Guidelines specific to the .agents standard, extending the general guidelines.

Content

  • Optimize for LLM context windows. Content in .agents is primarily consumed by AI agents. Write with token efficiency in mind — be direct, avoid redundancy across files, and structure content so it can be injected into context windows effectively.
  • Be factual and current. Profile and organization data should reflect the present state. Remove or update outdated information promptly rather than accumulating stale entries.
  • Keep organization files user-scoped. Files in profile/organizations/ describe your relationship to an organization — your role, responsibilities, and current work. They are not canonical organization profiles; those live elsewhere (e.g., in the system-wide AgentFinger directory or the organization’s own documentation).
  • Scope techdocs to cross-project concerns. Techdocs cover tooling preferences, deployment strategies, language conventions, and other knowledge that spans multiple projects. Project-specific documentation belongs in the project repository (e.g., in a CLAUDE.md, README.md, or .forge/).

Structure

  • Keep profile/ flat. The profile directory has a fixed structure: user.md at the top level and organization files in organizations/. Do not create additional subdirectories.
  • Limit techdocs/ nesting.

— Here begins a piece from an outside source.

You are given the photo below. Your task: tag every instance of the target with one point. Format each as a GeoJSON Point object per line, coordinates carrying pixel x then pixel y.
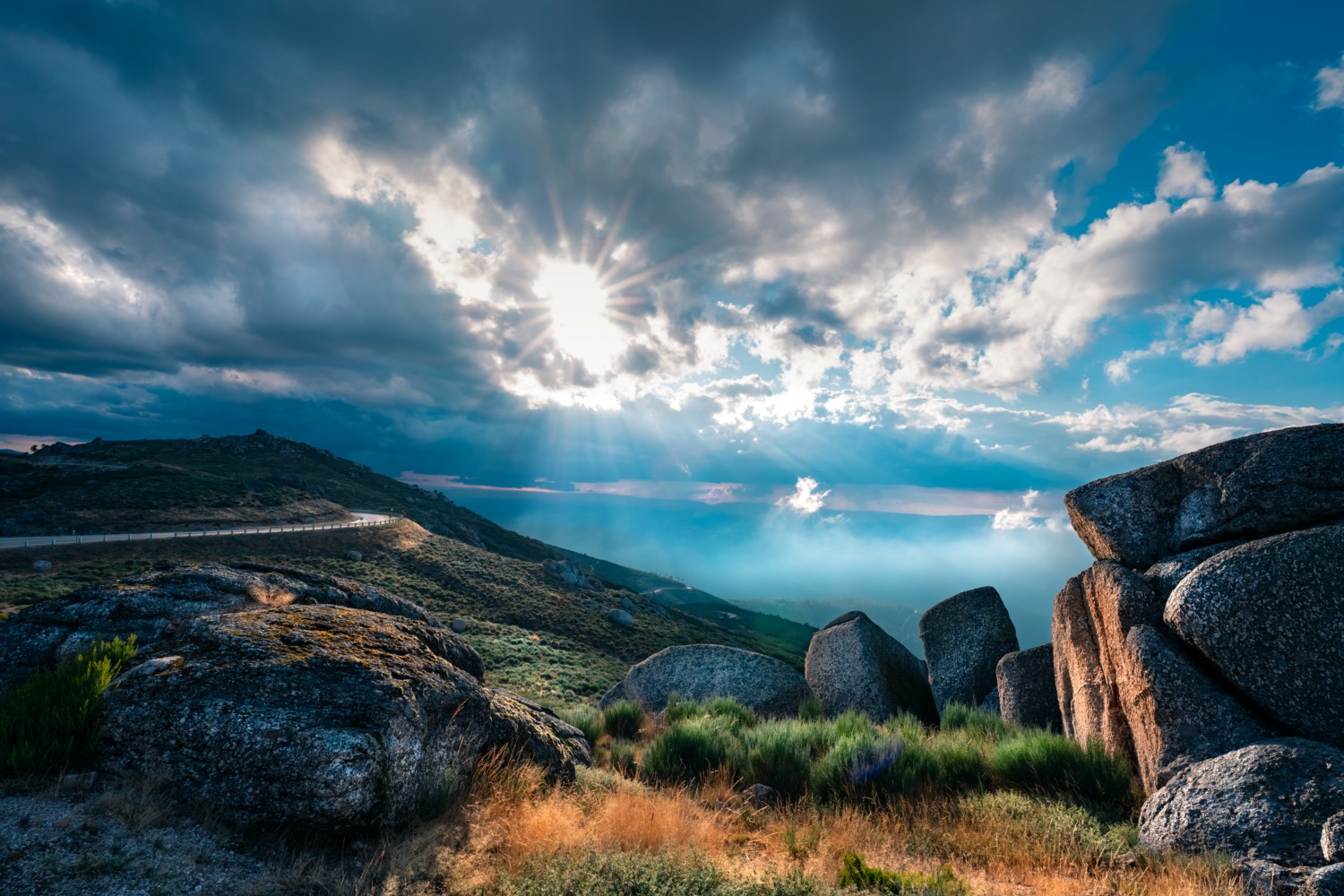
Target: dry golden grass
{"type": "Point", "coordinates": [999, 844]}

Use at most one level of subdirectories for categorization (e.g., techdocs/languages/go.md). Deeper nesting makes discovery harder for tools scanning the directory.
  • Use descriptive file names. File names should clearly indicate their content: containerization.md, not doc1.md. The file name is often the only context a tool has before deciding whether to read the file.

Security

  • Never store secrets. No API keys, tokens, passwords, or credentials. .agents directories can be served over the network via the AgentFinger protocol, so treat every file as potentially public.
  • Be deliberate about personal information. profile/user.md should contain what’s useful for AI agents to personalize their assistance, not a full biography. Consider what you’d be comfortable with any tool on your machine — or on the network — reading.

Tool integration

Most AI coding assistants support instruction files (e.g., CLAUDE.md, .cursorrules, .windsurfrules). Use these to point tools at your .agents directory:

## Additional context

Read the following files before starting work:

- `~/.agents/profile/user.md` — user profile and preferences
- `~/.agents/techdocs/` — cross-project technical documentation

This ensures tools discover your .agents data without requiring built-in support for the convention.